Watchdogs are a critical and important component in developing a robust and fail-safe embedded system. In many circumstances, I run into development teams that either have not fully thought through their watchdog strategy or have their watchdog disabled. In order to improve system robustness and ensure that the watchdog can detect a system fault, here are ten simple tips developers can follow to improve their watchdog design.
- At start-up determine why the system is starting up. Was the start-up due to a watchdog timer reset? A brown out detection? An exception? User interaction or perhaps some other unknown cause? Logging this information can be crucial to debugging a system that occasionally misbehaves in sporadic and unpredictable ways.
- When selecting a microcontroller, select one that includes an independent watchdog. An independent watchdog has a clock that is generated independently from the system clock and improves the chances for detecting a failure if the system clock glitches or locks up
- Enable the watchdog timer early in the initialization sequence. The longer the watchdog is disabled, the greater the chances that when something goes wrong the watchdog will be unable to detect it
- Don’t blindly clear or pet the watchdog in an interrupt service routine! Create a watchdog task that monitors other software tasks and can determine whether the system health and wellness is acceptable before clearing the timer.

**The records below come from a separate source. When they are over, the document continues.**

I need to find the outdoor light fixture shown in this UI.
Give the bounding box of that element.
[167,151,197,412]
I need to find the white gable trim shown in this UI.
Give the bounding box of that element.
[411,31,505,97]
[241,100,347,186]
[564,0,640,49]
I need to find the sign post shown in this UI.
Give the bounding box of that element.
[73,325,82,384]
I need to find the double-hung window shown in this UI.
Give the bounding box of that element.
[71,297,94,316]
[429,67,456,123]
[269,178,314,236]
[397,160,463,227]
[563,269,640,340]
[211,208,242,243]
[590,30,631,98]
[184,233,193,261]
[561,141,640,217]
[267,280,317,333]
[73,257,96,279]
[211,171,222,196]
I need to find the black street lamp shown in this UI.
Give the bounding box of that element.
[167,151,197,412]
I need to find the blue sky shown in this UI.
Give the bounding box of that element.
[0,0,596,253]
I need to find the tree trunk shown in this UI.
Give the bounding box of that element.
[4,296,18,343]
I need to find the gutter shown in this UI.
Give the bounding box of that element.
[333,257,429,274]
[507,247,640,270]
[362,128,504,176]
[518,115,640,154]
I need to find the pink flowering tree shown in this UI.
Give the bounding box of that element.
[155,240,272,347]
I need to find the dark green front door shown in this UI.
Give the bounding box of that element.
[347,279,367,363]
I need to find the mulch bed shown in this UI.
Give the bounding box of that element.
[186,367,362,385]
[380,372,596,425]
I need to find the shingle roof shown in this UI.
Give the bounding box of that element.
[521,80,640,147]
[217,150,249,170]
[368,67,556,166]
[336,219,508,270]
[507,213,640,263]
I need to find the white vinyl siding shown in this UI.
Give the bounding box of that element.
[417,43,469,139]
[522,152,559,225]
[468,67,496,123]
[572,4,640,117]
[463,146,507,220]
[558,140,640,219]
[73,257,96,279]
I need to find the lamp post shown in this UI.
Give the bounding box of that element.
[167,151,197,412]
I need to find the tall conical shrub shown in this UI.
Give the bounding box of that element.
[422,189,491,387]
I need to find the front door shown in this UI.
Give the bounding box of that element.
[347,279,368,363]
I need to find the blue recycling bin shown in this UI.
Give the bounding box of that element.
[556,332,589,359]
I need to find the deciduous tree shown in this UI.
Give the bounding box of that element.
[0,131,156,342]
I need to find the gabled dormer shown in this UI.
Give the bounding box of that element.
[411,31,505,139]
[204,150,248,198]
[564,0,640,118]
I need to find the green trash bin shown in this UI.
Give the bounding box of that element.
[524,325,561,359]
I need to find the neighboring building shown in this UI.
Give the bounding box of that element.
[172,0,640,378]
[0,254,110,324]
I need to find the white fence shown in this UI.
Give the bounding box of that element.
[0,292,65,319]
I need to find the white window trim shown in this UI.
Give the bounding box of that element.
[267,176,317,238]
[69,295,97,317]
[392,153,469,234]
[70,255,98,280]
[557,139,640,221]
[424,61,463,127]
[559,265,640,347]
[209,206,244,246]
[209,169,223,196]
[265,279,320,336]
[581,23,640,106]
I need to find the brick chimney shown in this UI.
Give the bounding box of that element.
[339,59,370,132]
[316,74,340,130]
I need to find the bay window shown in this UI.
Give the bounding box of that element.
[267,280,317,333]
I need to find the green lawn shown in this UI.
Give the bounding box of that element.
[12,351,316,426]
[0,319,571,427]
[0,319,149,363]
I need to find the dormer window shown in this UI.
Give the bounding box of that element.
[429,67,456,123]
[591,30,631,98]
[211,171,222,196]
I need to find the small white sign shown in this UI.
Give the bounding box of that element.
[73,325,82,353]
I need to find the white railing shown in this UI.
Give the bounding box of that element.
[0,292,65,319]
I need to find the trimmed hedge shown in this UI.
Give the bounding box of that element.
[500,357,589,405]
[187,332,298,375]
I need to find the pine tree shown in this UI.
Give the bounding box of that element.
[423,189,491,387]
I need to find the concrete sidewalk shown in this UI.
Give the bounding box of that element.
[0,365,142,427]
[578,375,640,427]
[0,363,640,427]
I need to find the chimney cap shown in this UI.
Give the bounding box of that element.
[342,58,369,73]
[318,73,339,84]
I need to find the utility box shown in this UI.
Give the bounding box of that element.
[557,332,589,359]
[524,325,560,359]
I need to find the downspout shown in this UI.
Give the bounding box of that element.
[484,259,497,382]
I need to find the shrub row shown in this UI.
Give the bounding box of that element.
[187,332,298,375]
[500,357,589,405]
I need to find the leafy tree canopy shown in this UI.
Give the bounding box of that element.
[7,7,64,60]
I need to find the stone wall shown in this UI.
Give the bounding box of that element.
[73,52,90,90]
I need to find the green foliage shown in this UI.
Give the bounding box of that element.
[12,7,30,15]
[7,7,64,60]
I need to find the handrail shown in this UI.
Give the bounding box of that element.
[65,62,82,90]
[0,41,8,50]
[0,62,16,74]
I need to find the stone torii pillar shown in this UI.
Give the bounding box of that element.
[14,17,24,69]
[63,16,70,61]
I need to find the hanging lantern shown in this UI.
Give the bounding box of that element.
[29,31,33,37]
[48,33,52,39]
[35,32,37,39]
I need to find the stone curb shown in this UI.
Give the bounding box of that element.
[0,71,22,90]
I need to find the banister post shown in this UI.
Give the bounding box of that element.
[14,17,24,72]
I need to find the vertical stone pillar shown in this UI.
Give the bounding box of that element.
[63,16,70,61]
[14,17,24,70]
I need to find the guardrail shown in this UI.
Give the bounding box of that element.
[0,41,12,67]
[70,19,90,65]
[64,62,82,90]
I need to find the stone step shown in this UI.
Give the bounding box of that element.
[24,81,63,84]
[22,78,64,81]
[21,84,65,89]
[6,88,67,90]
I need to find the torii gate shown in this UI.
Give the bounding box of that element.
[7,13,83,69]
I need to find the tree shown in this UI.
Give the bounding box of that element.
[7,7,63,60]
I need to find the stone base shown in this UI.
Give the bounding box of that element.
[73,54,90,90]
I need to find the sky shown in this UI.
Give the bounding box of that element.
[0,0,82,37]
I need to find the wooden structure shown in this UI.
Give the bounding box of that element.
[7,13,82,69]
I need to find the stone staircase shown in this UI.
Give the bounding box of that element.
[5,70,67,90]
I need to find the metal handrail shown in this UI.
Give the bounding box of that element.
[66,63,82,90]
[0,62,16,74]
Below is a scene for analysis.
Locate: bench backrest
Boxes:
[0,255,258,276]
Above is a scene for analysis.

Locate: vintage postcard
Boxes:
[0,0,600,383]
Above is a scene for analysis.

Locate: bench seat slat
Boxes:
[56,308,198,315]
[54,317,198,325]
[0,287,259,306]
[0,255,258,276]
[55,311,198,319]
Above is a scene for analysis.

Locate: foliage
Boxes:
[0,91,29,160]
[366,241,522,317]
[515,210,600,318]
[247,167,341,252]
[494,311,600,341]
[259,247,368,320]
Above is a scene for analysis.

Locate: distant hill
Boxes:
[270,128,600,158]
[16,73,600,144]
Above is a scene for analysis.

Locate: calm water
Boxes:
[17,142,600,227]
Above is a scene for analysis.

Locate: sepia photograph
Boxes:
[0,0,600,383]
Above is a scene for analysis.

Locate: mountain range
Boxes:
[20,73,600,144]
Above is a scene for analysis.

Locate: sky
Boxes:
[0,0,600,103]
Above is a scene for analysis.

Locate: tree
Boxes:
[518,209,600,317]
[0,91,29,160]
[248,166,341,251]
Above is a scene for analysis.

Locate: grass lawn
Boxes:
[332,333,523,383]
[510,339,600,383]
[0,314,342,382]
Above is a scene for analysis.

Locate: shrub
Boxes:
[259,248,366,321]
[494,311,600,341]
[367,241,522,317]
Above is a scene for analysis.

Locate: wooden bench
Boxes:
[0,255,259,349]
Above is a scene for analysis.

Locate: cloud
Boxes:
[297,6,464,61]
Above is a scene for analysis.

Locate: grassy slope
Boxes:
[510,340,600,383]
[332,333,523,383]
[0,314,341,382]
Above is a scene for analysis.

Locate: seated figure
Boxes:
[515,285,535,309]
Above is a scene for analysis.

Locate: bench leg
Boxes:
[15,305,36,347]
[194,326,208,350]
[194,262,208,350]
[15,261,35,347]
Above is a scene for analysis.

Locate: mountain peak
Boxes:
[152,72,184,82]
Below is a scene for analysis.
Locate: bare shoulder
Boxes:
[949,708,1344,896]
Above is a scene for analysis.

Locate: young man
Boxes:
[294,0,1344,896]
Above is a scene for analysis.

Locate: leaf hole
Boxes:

- For systems that are connected to the internet or that need to operate on their own without human intervention, consider adding an external watchdog that can periodically reset the microcontroller to clear any faults or errors that may have occurred.
- Use an external smart watchdog or supervisory processor to monitor that the microcontroller is behaving as expected.
- When using a smart watchdog, provide enough smarts so that it can monitor an external communication channel to receive a restart command and send a basic acknowledgement.
- Use a windowed watchdog whenever possible. A windowed watchdog will ensure that a system that fails by trying to continually clear the watchdog will trigger the watchdog. If the system fails by not clearing the watchdog within the specified window, the watchdog will reset the system.
- Set a specific period on external watchdogs and setup a heartbeat from the microcontroller that is generated only if the health and wellness for the processor is acceptable.
- Don’t forget that smart watchdogs are also microcontroller based systems and may need to have their own watchdog strategy such as enabling internal watchdog timers and adding external dumb watchdog timers to ensure they are operating correctly.
These are just a few simple steps developers can follow to ensure that their watchdog performs correctly. Can you think of any additional tips that developers should be following? If so, I would love to hear from you.